I’m guessing most people feel similarly. I think there is a maturity level where after 3 or 4 roller coaster bumps of thinking - THIS IS THE PERFECT SET OF TOOLS… oh… no it’s not, then your perception of the ecosystem changes. I’ve certainly become wrapped up in the hype, turned on my turbo thrusters - and burnt myself out.
I remember when I realized that jQuery was a ‘library’, what that meant, and that some people had just built up a bunch of useful things they needed often in an accessible collection. Each framework is also a collection of ‘things’ that can be useful - and conventions that make common tasks readable. I wrote a router once, and I don’t want to do that again. I’d rather have 100 smart programers with a variety of edge use-cases write the router. The confusions arise when the framework feels ‘magic’ - but at some point (I wouldn’t say I’m fully there yet) the framework becomes clear as just a big object with methods and prototypes and functional bits that cascade and build on top of their parents. It becomes less magic.
Design is more about actually understanding what needs to be done, and how it needs to be done. The frameworks are just there for you to use - if you find that any particular set of methods and conventions will suit you project. It’s tempting to build your own library and sets of functions. Depending on your work flow - that may be a good idea. If you build out many of the same type of sites that do similar things. For me, I’ve been looking for something I can count on - and help build on - that also has the strength of the community. Backbone, Angular, Meteor, React, Vue.js–each of those things all have strengths and if your company has money and time to put towards learning new things, then learn a little of each. If you need to just get something done, use what you know. I think Ember is more than just a framework. I think it’s attempt to become the SDK for the web is going strong.

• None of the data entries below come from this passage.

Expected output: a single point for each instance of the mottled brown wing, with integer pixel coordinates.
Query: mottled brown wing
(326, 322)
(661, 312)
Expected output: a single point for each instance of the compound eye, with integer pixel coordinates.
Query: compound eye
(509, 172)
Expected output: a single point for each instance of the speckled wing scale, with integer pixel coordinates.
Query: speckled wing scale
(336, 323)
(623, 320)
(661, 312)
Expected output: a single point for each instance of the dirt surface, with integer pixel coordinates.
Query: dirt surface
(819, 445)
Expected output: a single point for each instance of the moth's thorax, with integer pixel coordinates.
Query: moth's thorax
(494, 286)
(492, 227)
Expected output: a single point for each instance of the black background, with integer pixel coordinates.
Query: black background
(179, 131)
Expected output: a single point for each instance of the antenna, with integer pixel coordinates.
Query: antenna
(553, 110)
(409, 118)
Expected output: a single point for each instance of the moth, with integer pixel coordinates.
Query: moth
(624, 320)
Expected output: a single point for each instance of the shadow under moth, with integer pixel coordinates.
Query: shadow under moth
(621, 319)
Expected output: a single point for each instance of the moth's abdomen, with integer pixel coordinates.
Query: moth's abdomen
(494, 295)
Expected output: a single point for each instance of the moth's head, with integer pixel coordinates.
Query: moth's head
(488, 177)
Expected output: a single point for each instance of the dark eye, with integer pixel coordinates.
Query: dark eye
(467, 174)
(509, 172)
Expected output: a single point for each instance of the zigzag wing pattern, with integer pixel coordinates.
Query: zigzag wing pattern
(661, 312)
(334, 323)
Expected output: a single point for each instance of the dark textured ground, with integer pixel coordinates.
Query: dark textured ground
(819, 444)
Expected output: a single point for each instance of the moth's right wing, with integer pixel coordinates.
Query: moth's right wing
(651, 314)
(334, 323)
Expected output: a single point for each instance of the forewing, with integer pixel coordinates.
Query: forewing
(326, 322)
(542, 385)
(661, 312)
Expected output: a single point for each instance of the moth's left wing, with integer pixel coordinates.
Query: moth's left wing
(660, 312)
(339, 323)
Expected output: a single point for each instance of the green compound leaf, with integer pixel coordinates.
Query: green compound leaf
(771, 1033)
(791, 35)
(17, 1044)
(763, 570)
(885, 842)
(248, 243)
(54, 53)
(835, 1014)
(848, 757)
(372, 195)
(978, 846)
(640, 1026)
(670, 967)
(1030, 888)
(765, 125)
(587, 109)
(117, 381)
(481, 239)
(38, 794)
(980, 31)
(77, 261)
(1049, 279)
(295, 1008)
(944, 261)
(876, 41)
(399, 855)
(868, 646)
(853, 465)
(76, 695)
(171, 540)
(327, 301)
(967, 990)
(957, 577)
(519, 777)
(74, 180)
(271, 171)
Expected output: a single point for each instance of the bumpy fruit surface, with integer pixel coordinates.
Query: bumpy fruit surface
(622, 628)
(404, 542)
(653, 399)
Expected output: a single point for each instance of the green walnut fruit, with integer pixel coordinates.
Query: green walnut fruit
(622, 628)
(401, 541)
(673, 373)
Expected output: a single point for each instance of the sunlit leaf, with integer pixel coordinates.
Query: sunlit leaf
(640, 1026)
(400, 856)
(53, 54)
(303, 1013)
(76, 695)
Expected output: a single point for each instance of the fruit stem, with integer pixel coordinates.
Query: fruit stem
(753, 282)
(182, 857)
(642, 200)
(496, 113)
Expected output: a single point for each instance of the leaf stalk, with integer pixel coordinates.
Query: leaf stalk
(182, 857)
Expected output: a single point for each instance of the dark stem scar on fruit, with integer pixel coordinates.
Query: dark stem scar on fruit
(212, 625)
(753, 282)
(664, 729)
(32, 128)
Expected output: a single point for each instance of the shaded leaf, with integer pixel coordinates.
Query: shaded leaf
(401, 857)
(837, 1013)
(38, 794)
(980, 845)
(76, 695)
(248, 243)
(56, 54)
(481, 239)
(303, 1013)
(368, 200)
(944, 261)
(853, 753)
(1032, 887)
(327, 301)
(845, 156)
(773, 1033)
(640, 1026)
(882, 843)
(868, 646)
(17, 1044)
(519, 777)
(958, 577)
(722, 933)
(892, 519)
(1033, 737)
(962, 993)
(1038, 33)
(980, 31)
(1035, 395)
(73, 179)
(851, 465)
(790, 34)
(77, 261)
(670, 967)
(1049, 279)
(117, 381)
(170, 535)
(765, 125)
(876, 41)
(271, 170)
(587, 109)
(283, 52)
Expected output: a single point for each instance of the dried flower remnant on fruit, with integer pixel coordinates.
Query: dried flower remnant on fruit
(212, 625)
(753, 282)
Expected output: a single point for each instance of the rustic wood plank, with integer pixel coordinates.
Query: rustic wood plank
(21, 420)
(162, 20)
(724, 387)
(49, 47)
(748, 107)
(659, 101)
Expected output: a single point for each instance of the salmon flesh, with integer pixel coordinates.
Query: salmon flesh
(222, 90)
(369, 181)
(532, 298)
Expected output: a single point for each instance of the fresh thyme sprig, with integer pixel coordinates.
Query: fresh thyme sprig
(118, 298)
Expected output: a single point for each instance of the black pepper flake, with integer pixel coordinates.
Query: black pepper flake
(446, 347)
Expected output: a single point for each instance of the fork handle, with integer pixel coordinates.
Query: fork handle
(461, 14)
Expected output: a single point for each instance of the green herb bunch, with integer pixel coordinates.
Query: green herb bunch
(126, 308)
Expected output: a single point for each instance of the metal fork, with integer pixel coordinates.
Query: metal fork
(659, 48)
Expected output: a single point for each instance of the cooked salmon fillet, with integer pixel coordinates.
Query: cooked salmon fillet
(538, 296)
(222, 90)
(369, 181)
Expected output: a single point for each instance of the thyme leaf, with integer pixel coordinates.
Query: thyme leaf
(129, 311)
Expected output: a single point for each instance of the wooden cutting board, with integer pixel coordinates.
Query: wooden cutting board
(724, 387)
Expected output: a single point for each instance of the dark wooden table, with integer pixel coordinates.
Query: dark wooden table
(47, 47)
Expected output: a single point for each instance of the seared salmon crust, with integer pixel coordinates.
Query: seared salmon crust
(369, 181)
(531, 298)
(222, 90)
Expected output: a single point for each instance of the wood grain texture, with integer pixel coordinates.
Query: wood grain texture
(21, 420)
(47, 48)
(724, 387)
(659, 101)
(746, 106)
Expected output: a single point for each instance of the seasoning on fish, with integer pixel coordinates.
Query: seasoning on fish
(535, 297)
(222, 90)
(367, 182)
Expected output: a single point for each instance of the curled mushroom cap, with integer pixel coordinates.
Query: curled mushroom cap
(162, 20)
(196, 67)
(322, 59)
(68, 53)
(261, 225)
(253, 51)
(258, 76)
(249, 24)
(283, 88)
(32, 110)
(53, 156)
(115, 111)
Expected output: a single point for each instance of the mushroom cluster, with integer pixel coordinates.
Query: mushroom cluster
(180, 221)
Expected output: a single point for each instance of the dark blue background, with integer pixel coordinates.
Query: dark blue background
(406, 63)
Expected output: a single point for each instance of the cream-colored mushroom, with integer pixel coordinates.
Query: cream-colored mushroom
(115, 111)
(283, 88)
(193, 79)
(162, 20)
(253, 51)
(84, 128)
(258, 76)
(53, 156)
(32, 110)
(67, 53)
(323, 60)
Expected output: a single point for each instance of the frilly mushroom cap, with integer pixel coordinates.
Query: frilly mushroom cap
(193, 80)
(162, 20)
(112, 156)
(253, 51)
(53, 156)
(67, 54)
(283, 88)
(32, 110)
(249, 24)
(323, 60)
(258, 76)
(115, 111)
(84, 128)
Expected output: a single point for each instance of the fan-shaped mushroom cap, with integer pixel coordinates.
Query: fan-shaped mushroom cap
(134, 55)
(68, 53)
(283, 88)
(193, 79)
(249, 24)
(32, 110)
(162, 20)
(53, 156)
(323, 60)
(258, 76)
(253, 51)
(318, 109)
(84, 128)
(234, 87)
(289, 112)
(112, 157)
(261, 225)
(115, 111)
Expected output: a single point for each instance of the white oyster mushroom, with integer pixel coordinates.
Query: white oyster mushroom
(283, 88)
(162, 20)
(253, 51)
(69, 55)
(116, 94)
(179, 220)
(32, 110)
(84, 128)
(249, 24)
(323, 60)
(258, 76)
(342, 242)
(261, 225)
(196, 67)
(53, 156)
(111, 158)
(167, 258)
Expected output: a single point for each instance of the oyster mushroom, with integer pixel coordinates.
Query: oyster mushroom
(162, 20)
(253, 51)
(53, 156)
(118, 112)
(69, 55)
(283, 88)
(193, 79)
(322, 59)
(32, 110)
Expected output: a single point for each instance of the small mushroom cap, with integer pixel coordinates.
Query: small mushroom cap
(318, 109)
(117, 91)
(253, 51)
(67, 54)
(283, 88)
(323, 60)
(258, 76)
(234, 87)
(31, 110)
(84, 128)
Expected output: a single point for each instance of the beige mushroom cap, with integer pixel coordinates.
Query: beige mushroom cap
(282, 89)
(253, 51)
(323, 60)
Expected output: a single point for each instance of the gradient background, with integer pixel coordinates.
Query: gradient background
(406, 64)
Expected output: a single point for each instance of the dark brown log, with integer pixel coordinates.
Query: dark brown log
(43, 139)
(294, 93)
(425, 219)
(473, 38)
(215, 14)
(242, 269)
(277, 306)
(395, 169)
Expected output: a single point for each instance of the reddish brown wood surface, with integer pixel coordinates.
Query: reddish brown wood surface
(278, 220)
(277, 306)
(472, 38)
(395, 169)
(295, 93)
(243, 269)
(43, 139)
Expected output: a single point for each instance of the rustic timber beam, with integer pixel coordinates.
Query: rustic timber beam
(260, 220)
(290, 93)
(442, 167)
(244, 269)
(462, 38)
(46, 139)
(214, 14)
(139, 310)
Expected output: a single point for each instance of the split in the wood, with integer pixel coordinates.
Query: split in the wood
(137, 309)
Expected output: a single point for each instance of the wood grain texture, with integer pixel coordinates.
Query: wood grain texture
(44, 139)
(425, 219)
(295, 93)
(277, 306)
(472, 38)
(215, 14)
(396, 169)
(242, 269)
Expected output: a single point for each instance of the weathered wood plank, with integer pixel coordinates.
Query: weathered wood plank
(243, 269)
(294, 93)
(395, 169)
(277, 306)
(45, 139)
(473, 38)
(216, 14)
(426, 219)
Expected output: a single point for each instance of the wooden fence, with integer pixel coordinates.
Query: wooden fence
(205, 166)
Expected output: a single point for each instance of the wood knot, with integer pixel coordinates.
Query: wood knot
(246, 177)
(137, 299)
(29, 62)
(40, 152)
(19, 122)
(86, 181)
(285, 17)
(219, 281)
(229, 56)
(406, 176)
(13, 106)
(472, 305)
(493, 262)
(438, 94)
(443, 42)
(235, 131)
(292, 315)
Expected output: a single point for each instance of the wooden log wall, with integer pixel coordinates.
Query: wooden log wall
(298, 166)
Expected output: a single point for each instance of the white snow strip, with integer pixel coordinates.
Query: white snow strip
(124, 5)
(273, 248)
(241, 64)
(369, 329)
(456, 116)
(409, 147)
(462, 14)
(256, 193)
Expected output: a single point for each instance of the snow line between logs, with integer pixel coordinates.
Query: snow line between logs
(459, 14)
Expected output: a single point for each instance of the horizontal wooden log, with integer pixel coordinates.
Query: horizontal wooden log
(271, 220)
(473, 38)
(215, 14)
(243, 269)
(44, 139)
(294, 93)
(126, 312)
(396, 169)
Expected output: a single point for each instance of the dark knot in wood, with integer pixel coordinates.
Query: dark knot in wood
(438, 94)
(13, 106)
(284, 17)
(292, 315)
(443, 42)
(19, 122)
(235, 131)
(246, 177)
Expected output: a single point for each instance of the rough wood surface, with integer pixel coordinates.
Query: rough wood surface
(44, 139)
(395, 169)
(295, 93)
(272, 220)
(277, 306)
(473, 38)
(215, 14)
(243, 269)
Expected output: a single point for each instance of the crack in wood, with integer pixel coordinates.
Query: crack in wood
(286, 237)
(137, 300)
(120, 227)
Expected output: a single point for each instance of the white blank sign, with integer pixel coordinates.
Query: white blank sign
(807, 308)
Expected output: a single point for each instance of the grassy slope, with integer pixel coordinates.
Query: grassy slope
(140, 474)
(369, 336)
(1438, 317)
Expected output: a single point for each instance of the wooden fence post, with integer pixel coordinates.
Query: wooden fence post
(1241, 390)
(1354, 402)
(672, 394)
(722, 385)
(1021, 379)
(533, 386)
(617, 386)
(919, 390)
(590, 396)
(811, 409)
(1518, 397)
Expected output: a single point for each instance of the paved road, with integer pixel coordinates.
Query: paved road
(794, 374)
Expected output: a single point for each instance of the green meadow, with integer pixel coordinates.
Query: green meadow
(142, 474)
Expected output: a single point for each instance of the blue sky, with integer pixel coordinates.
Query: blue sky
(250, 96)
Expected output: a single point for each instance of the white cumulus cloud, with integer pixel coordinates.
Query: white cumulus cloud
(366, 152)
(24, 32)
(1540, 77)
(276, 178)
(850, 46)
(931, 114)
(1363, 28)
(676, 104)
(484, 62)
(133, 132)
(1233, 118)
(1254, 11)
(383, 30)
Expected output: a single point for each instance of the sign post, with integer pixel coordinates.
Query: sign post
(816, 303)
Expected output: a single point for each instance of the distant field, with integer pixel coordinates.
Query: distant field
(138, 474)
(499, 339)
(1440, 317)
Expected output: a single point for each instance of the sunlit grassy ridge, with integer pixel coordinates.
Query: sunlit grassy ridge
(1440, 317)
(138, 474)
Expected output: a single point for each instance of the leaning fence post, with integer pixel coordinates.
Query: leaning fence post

Frameworks are like those ugly photo sliders everyone has on their sites. People who aren’t really programers, who are more ‘website designers,’ use them - don’t understand them - and then fill stack overflow with questions about them that reveal they don’t understand what arrays are or what absolute positioning is. I probably did that at one point. People use frameworks, because they promise 2 way binding and snappy animated transitions and you can copy and paste from the docs / until you can’t. I think that mostly those people are the ones creating the hype. The “I’m killing it!” mentality. If you can step away from that, and maybe just investigate each of the frame-works for fun little projects, then you’ll be able to make an informed decision about which set of tools are solid and stable and useful. It ends up being about what is maintainable and what is a well structured file system, and can you make component and addons that are truly reusable. Is there a good comunity? Are they going to pull the rug out from under you in 2.0?
I’d love to think that I can write apps with Ember and Pheonix until I don’t do this anymore… but that’s probably not how it’s going to happen… I’ll likely have to learn some new stuff or build some new stuff. It’s a good thing I like learning. One of the things I’ve had to learn, is how to avoid burnout - and how to relax in this fast paced environment. Just catch the good waves, and let the other ones go.
That being said, from what I can tell, most of the internet is trash. And although I dream of a native feel across all devices screen sizes - Pretty much everything people are doing could be done with PHP or rails and some jQuery. Except things that may need many threads… which is why I’m interested in Elixir.